Hypothesis Testing: The One-, and Two-Sample Case

Hypothesis Testing: The One-, and Two-Sample Case

Introduction to the t-test

The t-test is a statistical test based on the Student’s t-distribution. It is primarily used to compare:

A group mean against a “test statistic”.
Means between two different groups.
Means within one group with two measurements.

Z-test vs. t-test

Use a z-test when the population standard deviation is known.
There exists one z-distribution; conversely, there are many t-distributions depending on degrees of freedom.

What is the t-test?

The t-test is characterized by a strict recipe of equations:

One-sample t-test
Independent two-sample t-test
Paired sample t-test

Normal Distribution and Sample Size

The impact of sample size on variability:

Variability decreases with larger sample sizes.
The t-distribution curves more sharply compared to the normal distribution as sample sizes vary.
The t-distribution's shape depends fundamentally on the sample size (denominator involves sample size in variance calculations).

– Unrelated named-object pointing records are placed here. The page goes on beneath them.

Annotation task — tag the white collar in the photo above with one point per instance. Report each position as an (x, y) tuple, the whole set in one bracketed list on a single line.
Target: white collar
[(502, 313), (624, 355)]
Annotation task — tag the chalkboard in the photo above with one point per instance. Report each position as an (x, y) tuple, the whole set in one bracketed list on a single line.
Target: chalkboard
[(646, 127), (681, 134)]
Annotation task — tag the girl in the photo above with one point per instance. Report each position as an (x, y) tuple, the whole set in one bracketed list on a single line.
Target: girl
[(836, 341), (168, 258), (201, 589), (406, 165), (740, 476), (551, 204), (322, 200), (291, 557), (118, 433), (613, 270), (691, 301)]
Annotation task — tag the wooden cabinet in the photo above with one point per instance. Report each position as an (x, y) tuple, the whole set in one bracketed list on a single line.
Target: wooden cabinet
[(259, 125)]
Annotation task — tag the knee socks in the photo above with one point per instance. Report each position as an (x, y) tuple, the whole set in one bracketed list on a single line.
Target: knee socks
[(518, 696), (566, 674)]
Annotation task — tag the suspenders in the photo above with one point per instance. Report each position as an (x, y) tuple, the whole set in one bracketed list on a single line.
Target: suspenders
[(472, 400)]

Detailed Comparison: t-test vs. z-test

One-sample z-test

Purpose: To determine if a sample mean is representative of the population.
Assumes population standard deviation is known.
Formula: $z = \frac{X - \mu}{\sigma / \sqrt{N}}$

One-sample t-test

Purpose: Similar to the z-test, but used when the population standard deviation is unknown.
Formula: $t = \frac{X - \mu}{s / \sqrt{N}}$ Where:
- $X$ = sample mean
- $\mu$ = population mean
- $s$ = sample standard deviation
- $N$ = sample size

Steps of Hypothesis Testing

State the null hypothesis (H0) and alternative hypothesis (H1).
Choose the significance level (α) and determine if the test is one-tailed or two-tailed.
State the rejection and acceptance rule based on critical values.
Compute the appropriate t or z statistic based on sample data.
Make a decision by applying the rejection/acceptance rule.
Write a conclusion contextualized to the study.

Application Example: Comparing LSAT Scores

Scenario Overview

Do Ontario university graduates have an average LSAT score that is higher than all Canadian LSAT test takers?

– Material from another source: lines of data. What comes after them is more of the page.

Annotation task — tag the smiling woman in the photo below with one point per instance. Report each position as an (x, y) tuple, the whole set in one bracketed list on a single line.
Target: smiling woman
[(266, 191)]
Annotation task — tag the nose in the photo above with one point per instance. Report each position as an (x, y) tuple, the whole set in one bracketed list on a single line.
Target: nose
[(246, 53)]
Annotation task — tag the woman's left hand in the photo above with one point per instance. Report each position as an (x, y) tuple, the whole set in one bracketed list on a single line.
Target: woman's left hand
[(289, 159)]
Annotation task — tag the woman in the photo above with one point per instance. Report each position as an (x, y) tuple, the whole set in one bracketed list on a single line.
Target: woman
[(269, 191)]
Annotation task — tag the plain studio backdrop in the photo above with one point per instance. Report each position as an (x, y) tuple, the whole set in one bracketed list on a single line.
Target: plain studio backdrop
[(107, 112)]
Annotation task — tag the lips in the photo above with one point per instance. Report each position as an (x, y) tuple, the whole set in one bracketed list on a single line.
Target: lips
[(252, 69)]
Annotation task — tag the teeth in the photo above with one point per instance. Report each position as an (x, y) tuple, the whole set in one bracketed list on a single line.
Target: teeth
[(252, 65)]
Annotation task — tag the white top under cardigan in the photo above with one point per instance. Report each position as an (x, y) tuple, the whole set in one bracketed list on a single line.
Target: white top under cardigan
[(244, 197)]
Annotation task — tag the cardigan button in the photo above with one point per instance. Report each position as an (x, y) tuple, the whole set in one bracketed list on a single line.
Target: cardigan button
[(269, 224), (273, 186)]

Population: Entire Canadian population of LSAT test takers
Sample: LSAT results of n=100 Ontario students

Formulating Hypotheses

Null Hypothesis (H0): The average LSAT score of Ontario students is equal to the Canadian average.
$H0: \mu = 153$
Alternative Hypothesis (H1): The average LSAT score of Ontario students is higher than the Canadian average.
H1: \mu > 153
Set significance level (α) as 0.05 for two-tailed tests.

Performing the z-test

Rejection/accept rule:
Reject H0 if |zcalculated| > critical z-value (0.05, two-tailed). Accept H0 if |zcalculated| < critical z-value (0.05, two-tailed).
Given the calculated z-value results, e.g., if $z_{calc} = 3.33$ , compare against the critical value.
If |z_{calc}| > 1.96 , reject the null hypothesis.

Conclusion of LSAT Scores

The conclusion of the test shows that Ontario graduates score significantly (p<0.05) higher than the average e.g., confirming that:

They have a 95% chance of scoring greater than the Canadian average.